Trocadero Projects operates on the Traditional lands of the Boon Wurrung and Woi Wurrung people of the Kulin Nation. We offer our respects to Elders past and present, and acknowledge that sovereignty was never ceded. Always was, always will be Aboriginal land.

Naimo Omar, Emma Salmon, Lara Oluklu & Alanna Baxter | Suck words into grime
22.01.2026—22.02.2026

Launch: Wednesday 21 January 2026, 6-8PM

Suck words into grime is an exhibition on process, form and story.

In this short life
with the ringing and
the twisting blues
what can one make?
of thunder in may
but bumble bees swinging
twenty-one white hairs
to nothing -you, your impatience
curled in the wind
with the ultimate gamble in doubt,
only now appreciated
once the dance of your devoted voice
was hidden amongst the grass

July 27th

Just as the Munzur river
glows red at sunset
so too, does the plane of thistles
on the mountains
enveloped by an endless sheer of fire
it seems no greater
than a plot of land
for only one house
"Thank you"
ebbs between us
you are a Universe which neither going
nor coming could displace

  • Lara Oluklu

ABOUT THE ARTISTS

Naimo Omar
I remake, make, compose and recompose sound, video, print, text and sculpture, in reference to transnational conceptions of Somaalinimo/Somali-ness. The silence of Black life in the archives, and the enmeshment of coloniality in these silences, is resounding. I track a pattern of obsolescence and inertia in its lexis using tools developed within Black Feminist and Deconstructionist discourse. Ultimately, it is a hollowing act of my enfleshed diasporic subjectivity, this practice, a sifting and sifting of form.

Emma Salmon
My name is Emma Salmon and I am an artist of Nyikina and Celtic descent. I live and work on Wurundjeri land in Naarm's northern suburbs. I make string, prints, drawings, videos and installations as a form of catharsis and truth telling, promoting intergenerational healing and challenging prescribed notions of Indigeneity and Australian identity. I've shown at Incinerator Gallery, 138 Gallery and Trocadero Projects and hold a Bachelor of Fine Arts (Drawing and Printmaking) from VCA. Alongside this I work in theatre as a set and costume designer and maker.

Lara Oluklu
My painting practice is sometimes fixed on looking, and looking again differently: an ongoing whirrrrrr.
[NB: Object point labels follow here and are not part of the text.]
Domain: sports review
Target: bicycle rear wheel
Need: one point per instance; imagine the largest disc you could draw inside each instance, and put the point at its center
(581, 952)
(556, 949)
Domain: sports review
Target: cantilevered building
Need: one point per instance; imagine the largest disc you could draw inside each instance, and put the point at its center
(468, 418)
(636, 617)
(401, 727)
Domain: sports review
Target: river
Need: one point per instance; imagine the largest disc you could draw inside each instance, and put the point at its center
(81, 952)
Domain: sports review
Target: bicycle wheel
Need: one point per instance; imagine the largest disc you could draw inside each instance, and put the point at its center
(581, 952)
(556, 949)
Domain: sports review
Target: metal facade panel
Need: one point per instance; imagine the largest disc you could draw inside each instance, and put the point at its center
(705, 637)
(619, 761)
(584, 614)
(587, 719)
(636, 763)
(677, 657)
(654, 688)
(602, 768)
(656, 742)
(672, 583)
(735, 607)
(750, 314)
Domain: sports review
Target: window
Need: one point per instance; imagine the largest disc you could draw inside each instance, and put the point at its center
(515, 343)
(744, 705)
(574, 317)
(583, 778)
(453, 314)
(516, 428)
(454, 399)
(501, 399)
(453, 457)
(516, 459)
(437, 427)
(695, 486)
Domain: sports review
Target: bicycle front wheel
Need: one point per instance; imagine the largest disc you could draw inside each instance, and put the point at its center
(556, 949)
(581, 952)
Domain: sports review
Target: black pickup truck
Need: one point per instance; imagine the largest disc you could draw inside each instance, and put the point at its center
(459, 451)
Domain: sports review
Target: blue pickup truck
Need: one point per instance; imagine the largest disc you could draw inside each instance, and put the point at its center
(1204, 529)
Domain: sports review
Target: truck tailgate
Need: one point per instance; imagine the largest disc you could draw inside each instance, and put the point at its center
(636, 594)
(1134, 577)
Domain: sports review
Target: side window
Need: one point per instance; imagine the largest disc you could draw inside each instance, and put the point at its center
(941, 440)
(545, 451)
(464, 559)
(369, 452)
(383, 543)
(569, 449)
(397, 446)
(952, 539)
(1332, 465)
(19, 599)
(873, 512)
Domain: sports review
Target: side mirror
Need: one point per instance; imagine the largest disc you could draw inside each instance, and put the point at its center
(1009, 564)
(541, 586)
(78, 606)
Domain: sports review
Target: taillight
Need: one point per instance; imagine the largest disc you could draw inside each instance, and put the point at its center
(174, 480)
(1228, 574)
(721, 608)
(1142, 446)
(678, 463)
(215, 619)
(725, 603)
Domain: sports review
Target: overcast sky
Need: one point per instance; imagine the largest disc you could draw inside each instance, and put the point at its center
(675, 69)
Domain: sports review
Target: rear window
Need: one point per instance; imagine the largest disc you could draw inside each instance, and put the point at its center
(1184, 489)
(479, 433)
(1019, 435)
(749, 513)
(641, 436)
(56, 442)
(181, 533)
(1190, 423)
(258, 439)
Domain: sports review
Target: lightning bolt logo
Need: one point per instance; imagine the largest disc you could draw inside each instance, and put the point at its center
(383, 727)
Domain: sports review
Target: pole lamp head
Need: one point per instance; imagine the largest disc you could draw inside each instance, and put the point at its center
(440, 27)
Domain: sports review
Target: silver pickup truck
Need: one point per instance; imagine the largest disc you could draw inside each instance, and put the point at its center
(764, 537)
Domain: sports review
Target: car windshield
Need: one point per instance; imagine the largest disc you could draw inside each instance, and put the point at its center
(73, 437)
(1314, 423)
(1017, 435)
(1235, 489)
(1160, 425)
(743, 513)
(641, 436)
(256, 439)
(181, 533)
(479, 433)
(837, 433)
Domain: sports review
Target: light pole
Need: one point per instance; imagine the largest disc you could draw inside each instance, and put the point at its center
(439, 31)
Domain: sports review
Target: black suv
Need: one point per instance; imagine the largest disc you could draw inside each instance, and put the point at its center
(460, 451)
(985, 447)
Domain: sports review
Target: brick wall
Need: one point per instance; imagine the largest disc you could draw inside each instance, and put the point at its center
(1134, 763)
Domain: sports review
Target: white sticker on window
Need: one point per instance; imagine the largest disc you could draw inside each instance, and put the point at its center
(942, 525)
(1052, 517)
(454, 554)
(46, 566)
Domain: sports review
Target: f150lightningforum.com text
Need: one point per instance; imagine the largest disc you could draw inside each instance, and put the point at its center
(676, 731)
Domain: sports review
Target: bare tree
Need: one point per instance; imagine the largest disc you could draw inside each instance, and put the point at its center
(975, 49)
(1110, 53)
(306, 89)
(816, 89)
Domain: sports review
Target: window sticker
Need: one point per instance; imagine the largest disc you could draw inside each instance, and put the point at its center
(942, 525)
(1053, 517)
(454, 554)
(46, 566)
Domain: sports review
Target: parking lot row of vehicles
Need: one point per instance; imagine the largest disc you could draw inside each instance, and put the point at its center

The relation(s) between literature and poetry, music and ritual, are a point of rapid departure that guide my work. Fragmented connections collide in textured touch. In search of historical pathways, I study and examine their common and/or outlying threads together. I am looking for other possibilities—not reduction—toward something else, another way.

Alanna Baxter
Alanna Baxter is interested in repetition and spectatorship, with particular attention to how modes of viewing are produced and sustained. Working across sculpture, performance and video, their work examines the conditions under which a crowd is addressed as an audience. They are currently developing competencies in karaoke but they also really want everyone to stop looking at them for now.